This article was published June 12, 2018 at 3:01 p.m.


Remains of a U.S. serviceman have been identified as a south Arkansas native who was declared missing in action more than 65 years ago in the Korean War.

On Sept. 6, 1950, Army Sgt. Donald Baker, 20, of Thornton was reported missing in action after a battle near Haman, South Korea, the Defense POW MIA Accounting Agency said in a statement Tuesday.

Baker was a member of Company H, 2nd Battalion, 24th Infantry Regiment, 25th Infantry Division.

A set of unidentified remains found Jan. 6, 1951, southwest of Haman, South Korea, were interred at United Nations Military Cemetery in Masan, South Korea.

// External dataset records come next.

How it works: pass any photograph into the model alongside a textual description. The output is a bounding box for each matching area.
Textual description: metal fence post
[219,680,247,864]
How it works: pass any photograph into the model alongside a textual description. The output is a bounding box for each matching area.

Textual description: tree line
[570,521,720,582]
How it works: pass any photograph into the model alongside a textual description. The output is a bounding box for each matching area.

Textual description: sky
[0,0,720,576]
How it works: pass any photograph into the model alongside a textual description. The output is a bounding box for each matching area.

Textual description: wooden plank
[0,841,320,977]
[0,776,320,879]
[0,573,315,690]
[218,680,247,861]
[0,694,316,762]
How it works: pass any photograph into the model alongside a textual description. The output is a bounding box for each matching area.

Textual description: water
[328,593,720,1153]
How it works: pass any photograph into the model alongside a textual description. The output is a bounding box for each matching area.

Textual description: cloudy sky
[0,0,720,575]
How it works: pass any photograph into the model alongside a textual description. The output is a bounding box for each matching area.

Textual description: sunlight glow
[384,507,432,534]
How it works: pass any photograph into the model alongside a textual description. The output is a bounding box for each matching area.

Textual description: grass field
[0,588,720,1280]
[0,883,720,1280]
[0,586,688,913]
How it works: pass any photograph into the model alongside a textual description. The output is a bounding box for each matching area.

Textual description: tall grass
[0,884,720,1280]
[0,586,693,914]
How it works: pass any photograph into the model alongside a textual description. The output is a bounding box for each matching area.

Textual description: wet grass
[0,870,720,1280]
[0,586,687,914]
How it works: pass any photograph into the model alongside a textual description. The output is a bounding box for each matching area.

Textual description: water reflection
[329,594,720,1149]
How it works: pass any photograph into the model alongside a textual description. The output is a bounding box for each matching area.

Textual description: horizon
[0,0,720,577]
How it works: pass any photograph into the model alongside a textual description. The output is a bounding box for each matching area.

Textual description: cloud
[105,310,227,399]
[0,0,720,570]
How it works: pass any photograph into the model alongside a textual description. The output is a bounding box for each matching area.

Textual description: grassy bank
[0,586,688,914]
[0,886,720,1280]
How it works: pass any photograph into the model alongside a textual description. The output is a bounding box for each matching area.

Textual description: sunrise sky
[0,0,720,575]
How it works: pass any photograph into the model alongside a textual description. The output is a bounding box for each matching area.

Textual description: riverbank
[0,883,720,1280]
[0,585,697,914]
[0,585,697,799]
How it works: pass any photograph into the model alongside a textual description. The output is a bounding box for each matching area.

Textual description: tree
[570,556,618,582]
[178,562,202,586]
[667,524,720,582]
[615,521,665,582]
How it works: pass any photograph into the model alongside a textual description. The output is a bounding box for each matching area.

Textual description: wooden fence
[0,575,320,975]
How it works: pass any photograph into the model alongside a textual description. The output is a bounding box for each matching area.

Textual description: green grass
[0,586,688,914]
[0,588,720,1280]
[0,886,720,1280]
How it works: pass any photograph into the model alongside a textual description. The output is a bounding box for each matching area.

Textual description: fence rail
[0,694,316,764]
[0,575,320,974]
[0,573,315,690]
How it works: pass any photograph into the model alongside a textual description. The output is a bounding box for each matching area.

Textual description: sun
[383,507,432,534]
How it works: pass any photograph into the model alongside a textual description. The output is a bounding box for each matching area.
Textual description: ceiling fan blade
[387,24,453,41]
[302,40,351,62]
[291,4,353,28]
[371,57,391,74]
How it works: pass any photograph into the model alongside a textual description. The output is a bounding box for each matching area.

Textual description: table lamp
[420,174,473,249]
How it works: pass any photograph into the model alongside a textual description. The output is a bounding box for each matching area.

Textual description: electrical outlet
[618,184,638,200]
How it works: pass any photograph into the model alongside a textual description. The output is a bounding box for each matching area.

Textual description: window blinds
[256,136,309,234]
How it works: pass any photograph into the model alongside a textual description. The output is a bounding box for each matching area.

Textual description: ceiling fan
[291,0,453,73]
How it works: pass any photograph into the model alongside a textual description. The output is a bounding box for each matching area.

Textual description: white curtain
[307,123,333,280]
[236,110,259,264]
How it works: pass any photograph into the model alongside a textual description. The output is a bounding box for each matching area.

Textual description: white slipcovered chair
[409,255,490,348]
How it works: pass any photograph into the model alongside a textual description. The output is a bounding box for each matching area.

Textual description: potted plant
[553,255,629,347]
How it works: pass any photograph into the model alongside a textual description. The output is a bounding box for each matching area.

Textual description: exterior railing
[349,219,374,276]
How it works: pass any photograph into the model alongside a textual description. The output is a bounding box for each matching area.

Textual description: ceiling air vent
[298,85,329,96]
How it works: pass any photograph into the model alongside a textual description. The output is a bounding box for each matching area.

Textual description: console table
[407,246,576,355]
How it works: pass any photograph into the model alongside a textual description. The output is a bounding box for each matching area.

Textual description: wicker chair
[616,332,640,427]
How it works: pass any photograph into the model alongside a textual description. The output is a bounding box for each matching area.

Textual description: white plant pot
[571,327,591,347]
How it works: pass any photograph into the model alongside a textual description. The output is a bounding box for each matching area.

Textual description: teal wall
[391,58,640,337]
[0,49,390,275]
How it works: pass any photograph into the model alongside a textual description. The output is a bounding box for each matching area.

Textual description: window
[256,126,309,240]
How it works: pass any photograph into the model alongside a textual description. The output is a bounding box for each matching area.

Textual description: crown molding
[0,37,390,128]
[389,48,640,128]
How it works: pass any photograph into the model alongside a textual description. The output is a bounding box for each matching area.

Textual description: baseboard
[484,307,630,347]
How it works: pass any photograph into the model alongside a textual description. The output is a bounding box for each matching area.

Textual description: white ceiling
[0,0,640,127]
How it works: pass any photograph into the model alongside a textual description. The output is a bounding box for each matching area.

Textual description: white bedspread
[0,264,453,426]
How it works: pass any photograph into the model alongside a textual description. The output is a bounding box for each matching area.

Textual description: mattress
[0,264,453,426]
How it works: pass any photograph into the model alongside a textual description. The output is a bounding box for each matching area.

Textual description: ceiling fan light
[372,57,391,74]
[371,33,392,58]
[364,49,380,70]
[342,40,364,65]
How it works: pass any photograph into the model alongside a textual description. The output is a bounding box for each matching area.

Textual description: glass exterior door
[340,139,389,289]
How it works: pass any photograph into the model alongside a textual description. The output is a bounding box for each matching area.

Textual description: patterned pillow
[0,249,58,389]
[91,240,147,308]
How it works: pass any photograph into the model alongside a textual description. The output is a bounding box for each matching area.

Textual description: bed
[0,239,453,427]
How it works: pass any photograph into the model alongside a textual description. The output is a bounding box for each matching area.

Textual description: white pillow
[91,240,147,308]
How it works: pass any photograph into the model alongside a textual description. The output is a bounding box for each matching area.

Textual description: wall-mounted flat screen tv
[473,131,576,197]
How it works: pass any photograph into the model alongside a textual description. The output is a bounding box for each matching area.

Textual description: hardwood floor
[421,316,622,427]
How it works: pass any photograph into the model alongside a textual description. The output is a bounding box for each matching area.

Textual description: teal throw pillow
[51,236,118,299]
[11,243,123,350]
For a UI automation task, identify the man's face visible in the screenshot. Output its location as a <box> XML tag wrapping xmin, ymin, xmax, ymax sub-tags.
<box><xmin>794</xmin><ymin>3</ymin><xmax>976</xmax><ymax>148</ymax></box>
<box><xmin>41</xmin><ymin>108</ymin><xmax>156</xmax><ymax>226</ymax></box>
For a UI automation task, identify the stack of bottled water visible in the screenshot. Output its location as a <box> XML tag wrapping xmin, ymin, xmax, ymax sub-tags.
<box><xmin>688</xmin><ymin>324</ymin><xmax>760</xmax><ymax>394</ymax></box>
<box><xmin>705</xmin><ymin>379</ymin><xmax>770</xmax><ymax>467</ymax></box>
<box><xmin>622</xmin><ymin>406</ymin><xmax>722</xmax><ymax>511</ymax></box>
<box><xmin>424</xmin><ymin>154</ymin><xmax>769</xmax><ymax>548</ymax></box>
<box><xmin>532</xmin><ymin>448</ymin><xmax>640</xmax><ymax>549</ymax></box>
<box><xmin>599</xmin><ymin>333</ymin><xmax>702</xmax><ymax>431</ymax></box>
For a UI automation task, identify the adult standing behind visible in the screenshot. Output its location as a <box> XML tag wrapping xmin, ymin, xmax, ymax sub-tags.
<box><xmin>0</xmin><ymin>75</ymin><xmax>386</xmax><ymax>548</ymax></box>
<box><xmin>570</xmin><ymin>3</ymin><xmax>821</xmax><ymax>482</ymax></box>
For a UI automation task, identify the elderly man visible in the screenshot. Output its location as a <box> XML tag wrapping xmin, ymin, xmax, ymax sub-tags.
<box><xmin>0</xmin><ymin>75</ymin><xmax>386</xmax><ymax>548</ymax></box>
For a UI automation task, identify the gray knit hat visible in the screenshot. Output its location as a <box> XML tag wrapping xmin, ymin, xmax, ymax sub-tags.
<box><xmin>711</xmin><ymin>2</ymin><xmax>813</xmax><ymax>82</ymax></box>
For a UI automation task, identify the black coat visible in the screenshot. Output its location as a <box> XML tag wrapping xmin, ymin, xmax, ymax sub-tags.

In January 1955, as a result of lack of evidence, they were declared unidentifiable and were transferred to the National Memorial Cemetery in the Pacific in Honolulu, Hawaii.

Until Jan. 25 of this year, the remains had been labeled as “Unknown X-209 Masan,” the agency said.

Baker’s remains, disinterred Oct. 30, 2017, were identified using chest radiograph comparison, which matched his records as well as dental and anthropological analysis, the release states.

The DPPA said Baker will be buried June 19 in Cedar Rapids, Iowa, with full military honors.